A propos des cinq cent mille hommes qui viennent de défiler ici devant nous, je me permis de dire à mon chef que les états de revues étoient un peu exagérés. Il me répondit : «< Mais le premier consul m'a dit, quand je suis parti, m'a ordonné de traiter le Pape comme s'il avoit deux cent mille hommes. C'est avec ces motslà que j'ai dépêché Consalvi à Paris. Alors Rome n'avoit pas un soldat de plus; mais la signature du concordat, la ratification, cette manière vive ou polie de demander des cardinaux français, la paix conclue avec presque toute l'Europe, l'attribution de l'élection d'un grandmaître, la restitution de Bénévent, une sorte de médiation que je vois arriver pour la cour de Rome, qui va être chargée de trouver un moyen d'arranger les affaires de la Sardaigne avec la France; Pie VII et sa vertu, Consalvi et son talent, moi à Rome, tout cela a plus que doublé l'armée du Saint Père; et si le ministre lit ma dépêche au premier consul qui a inventé ce mode d'instructions et ce genre d'évaluation d'une puissance, il ne chicanera pas son ambassadeur pour cinq au lieu de deux. Il n'y a pas de mal non plus que M. de Talleyrand nous

croie ici une telle force, dont nous n'abuserous

pas, à moins que par quelque sottise nous ne gardions mal les rangs, et que nous ne perdions une bataille. >>

Il falloit toujours, avec M. Cacault, qu'au milieu des plus graves affaires, une nuance de plaisanterie piquante, ingénieuse, et comme poétique, vînt fortifier la justesse du raisonnement et assurer le succès de ses négociations; il parloit du reste, comme je l'ai dit, le même langage à Rome et à Paris, et dans les deux capitales il étoit écouté avec respect.

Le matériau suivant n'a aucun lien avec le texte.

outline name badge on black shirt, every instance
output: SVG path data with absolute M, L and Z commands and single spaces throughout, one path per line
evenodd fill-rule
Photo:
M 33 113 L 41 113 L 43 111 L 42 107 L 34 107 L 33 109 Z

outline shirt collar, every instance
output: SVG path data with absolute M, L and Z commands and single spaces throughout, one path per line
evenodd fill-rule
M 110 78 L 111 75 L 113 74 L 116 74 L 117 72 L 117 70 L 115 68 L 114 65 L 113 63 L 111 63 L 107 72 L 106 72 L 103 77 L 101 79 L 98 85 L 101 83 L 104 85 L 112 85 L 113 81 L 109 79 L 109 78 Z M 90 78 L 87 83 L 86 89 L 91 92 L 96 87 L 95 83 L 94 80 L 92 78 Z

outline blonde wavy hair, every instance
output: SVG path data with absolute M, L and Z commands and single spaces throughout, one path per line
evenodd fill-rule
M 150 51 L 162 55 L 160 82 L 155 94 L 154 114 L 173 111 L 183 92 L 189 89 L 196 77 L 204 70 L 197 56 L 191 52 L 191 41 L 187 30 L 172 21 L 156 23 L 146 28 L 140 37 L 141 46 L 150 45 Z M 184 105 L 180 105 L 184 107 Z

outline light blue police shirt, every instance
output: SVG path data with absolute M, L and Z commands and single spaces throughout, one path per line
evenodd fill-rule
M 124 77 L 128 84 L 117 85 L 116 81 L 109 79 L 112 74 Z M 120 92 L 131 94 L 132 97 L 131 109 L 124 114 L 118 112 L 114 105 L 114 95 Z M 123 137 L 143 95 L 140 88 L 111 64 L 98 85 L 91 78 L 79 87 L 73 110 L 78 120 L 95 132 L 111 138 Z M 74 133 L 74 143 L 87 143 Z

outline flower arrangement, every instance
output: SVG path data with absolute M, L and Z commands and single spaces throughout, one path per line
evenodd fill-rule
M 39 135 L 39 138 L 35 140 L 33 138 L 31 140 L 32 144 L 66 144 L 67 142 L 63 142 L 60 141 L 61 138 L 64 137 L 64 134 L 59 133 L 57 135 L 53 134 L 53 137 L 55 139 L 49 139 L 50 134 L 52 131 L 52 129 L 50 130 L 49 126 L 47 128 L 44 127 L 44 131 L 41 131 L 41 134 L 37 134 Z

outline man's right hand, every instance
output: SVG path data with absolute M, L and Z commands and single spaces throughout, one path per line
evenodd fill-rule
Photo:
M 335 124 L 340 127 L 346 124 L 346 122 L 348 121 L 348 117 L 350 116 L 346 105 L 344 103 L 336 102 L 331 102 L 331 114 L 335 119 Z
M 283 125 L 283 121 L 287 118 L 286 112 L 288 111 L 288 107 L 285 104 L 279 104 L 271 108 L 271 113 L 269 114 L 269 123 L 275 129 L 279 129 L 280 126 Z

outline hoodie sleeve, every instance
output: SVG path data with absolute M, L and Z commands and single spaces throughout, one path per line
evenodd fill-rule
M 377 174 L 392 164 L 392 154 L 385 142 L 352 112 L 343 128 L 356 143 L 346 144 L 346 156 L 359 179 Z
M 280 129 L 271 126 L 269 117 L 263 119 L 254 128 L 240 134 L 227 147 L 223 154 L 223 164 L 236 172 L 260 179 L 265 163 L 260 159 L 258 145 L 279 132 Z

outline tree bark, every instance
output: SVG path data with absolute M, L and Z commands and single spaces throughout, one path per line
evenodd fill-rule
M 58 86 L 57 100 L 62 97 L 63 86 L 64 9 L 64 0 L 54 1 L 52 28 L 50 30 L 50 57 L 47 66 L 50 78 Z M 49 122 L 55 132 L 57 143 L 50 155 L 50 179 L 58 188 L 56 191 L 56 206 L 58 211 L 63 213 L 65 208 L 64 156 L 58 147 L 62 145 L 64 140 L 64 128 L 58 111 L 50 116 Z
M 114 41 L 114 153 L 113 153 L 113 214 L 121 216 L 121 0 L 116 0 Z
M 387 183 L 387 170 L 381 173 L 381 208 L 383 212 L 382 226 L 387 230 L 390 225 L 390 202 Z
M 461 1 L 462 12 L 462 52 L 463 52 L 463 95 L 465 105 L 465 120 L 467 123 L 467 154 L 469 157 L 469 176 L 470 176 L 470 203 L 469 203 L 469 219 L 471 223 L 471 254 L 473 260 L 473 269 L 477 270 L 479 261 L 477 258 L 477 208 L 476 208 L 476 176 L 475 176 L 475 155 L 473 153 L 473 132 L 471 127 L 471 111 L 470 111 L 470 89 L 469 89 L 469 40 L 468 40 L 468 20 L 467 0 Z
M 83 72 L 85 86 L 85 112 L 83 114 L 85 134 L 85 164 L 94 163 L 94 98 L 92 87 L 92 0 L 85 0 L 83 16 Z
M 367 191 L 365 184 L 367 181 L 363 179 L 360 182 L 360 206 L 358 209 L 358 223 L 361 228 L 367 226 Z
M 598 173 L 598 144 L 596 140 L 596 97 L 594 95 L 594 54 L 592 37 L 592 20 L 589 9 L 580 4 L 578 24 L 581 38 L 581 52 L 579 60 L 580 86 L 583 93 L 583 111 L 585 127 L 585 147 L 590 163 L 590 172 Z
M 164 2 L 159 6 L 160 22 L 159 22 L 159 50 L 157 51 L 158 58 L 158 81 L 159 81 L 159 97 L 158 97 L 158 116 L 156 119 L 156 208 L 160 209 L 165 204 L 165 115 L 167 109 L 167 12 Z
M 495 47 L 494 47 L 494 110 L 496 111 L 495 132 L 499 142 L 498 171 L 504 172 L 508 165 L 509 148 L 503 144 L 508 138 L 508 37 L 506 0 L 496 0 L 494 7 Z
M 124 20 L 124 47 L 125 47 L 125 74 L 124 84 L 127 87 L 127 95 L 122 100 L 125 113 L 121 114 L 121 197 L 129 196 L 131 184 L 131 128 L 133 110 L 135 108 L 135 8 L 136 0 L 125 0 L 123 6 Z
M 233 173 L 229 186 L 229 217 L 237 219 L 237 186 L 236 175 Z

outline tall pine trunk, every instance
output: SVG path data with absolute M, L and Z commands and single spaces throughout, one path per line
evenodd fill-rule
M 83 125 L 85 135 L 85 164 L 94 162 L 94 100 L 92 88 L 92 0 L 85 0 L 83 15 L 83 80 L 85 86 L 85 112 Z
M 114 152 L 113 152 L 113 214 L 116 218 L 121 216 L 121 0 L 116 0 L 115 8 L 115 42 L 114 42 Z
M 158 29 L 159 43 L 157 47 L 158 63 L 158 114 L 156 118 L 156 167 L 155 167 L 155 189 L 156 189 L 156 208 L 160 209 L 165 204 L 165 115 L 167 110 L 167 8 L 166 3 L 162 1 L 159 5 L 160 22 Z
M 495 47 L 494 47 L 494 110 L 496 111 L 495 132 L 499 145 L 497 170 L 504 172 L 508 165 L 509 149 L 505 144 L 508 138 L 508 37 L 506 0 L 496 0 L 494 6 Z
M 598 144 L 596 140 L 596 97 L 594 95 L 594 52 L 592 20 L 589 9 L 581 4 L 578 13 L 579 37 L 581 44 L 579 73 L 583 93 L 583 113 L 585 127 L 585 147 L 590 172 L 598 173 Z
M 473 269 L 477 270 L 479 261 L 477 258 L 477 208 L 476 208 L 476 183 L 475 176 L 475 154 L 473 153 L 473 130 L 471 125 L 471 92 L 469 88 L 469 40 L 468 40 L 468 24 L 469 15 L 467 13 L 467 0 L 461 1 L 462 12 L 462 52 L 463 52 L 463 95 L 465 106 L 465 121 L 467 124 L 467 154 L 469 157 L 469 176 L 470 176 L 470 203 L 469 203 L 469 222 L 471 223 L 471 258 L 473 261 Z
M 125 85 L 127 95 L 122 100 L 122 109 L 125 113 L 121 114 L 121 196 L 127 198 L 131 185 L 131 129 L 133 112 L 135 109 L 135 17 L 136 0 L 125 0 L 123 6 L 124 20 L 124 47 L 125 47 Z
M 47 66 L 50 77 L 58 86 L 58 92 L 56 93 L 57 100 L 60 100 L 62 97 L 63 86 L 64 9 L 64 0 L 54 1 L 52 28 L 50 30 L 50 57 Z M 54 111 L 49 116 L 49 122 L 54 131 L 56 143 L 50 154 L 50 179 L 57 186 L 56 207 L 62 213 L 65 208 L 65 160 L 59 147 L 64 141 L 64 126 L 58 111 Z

Les Anglais qui voyageoient à Rome ou qui arrivoient d'Egypte, s'empressoient de montrer à M. Cacault une déférence toute respectueuse; ils le choisissoient pour arbitre dans leurs différends avec les Romains, et ils ne cessoient de dire : « Il n'y a que deux nations, l'Angleterre » et la France, ou bien (et c'étoit ainsi que s'exprimoient les plus enthousiastes d'entre eux) » la France et l'Angleterre.

CHAPITRE XXV.

DEMANDES D'INFORMATIONS SUR LA FAMILLE DE LA PRINCESSE DE LAMBALLE. M. DUVEYRIER. LE GRENADIER DE LA GARDE CONSULAIRE. LE CONCORDAT AVEC LA RÉPUBLIQUE ITALIENNE. LA RÉPUBLIQUE DE LUCQUES. LA RÉPUBLIQUE LIGURIENNE.

VERS ce temps-là on fut singulièrement préoccupé à Paris du sort de la famille de la princesse de Lamballe, dont nous avons déjà parlé. On croit que sur le récit qui fut fait de ce qui s'étoit passé au dîner donné par le prince Borghèse au général Murat, l'épouse du premier consul, Joséphine, manifesta des opinions d'intérêt touchant, qui émurent son époux. On proposoit à Rome d'envoyer comme ablégat à Paris un neveu de l'infortunée victime de septembre. Joséphine avoit accueilli cette ouverture avec sensibilité, toutefois le gouvernement voulut en savoir plus que n'avoit dit le général Murat. Quelques personnes craignant peut-être que les paroles de M. Cacault ne fussent à l'ordinaire trop favorables, engagèrent à écrire plutôt à M. Alquier, résidant à Naples. Mais celui-ci ne pouvant obtenir des informations complètes, ou ne voulant pas se mêler de cette affaire, la renvoya à M. Cacault, qui ne

fit pas attendre les informations que l'on désiroit de lui.

« J'ai reçu une lettre de l'ambassadeur Alquier, par laquelle il me mande, citoyen ministre, que vous l'avez chargé, il y a déjà quelque temps, de prendre des informations sur l'existence des deux dames de Carignan, et il me prie de vous informer de ce que je puis savoir à ce sujet.

» Les deux dames de Carignan, sœurs de la princesse Lamballe, ont été mariées à Rome, l'une il y a plus de trente ans, et l'autre il y a environ vingt ans. La plus âgée a épousé M. le prince Doria Pamphili, frère du cardinal Doria, qui a été autrefois nonce à Paris. Cette dame, mère d'un grand nombre d'enfans, se porte à merveille, et tient à Rome l'un des premiers rangs.

» L'autre princesse de Carignan est mariée à M. le prince connétable Colonne. Elle est aussi mère de plusieurs enfans, et jouit d'une parfaite santé : c'est la première dame de Rome.

» Ces deux dames ont toujours montré beaucoup de considération pour le ministre de France. Elles ont dîné plusieurs fois chez moi avec leur famille; elles se sont rendues avec empressement et beaucoup de politesse à mes invitations, toutes les fois que j'ai eu occasion de réunir la noblesse de Rome, et particulièrement pendant que le général Murat étoit ici. »

Il arriva à la fois à M. Cacault deux sortes d'instructions: l'ordre de solliciter en faveur du citoyen Duveyrier, tribun, et acquéreur de biens nationaux à Rome, et l'ordre de faire réussir les projets d'organisation ecclésiastique pour la république italienne.